The party, which dropped out of parliamentary discussions on the issue, on Thursday voted to reject the deal struck by six of the other eight parties in parliament.
“We will propose that we, in conjunction with municipal elections this autumn, hold a nationwide referendum on the refugee issue,” the party's parliamentary leader Harald Nesvik told Norway's NTB newswire.
The party agreed on the controversial move at an extraordinary meeting on Thursday, ruling that it would vote against he deal struck by the Conservative Party, its coalition partner in government, with Labour and four other parties.
Progress party deputy leader Ketil Solvik-Olsen suggested submitting the deal struck in parliament for referendum.

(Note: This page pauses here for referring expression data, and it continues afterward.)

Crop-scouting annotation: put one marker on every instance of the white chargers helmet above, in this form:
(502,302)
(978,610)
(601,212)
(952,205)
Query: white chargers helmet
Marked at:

“You could submit the agreement now being negotiated, so the citizens can say yes or no,” he said. “I believe that the other parties should listen to the people in this matter. If they believe that they have the people behind them, they should dare to hold a referendum on such an important topic.”

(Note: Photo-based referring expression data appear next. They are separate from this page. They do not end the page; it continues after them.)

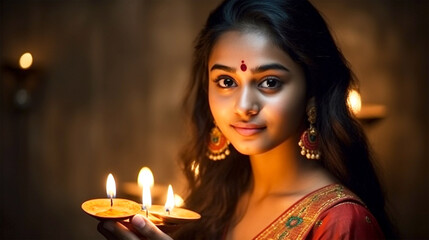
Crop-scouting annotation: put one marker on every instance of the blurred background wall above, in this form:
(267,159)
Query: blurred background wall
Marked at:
(104,92)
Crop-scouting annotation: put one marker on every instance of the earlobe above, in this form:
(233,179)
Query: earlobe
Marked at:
(311,102)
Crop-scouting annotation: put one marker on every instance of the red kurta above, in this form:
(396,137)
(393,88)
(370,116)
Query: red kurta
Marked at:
(332,212)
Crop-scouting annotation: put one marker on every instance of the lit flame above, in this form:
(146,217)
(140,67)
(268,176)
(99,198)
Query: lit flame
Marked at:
(354,101)
(169,204)
(195,168)
(145,177)
(145,180)
(146,197)
(111,186)
(25,60)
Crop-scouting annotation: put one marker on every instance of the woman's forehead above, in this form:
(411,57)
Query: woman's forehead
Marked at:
(254,48)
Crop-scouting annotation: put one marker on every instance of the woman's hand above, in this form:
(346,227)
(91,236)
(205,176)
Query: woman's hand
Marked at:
(139,228)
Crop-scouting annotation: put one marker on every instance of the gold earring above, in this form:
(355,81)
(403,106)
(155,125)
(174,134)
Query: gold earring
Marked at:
(218,145)
(309,141)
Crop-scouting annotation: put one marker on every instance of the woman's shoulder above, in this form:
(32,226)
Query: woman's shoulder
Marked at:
(346,220)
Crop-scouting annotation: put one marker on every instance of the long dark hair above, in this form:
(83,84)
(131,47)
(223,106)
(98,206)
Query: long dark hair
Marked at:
(297,28)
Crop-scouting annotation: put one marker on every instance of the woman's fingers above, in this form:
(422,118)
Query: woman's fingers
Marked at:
(148,229)
(116,231)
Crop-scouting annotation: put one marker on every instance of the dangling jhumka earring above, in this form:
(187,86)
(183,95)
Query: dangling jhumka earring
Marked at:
(309,141)
(218,145)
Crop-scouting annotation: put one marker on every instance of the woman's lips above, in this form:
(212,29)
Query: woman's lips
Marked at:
(246,129)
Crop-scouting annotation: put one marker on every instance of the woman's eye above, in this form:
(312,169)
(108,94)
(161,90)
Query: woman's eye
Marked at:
(270,83)
(226,82)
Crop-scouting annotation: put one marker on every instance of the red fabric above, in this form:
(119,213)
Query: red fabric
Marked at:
(346,221)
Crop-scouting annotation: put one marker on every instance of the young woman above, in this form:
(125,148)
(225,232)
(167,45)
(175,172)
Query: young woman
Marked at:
(278,152)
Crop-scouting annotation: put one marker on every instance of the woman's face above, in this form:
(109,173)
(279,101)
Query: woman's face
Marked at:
(257,94)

Norway has not held a referendum since it voted to reject membership of the European Union in 1994, making it unlikely that other parties would back Progress's proposal.
The staunchly anti-immigrant Progress MP Christian Tybring-Gjedde said before the meeting be believed that Progress should leave the government coalition, as otherwise its ministers would become responsible for bringing the Syria agreement into force.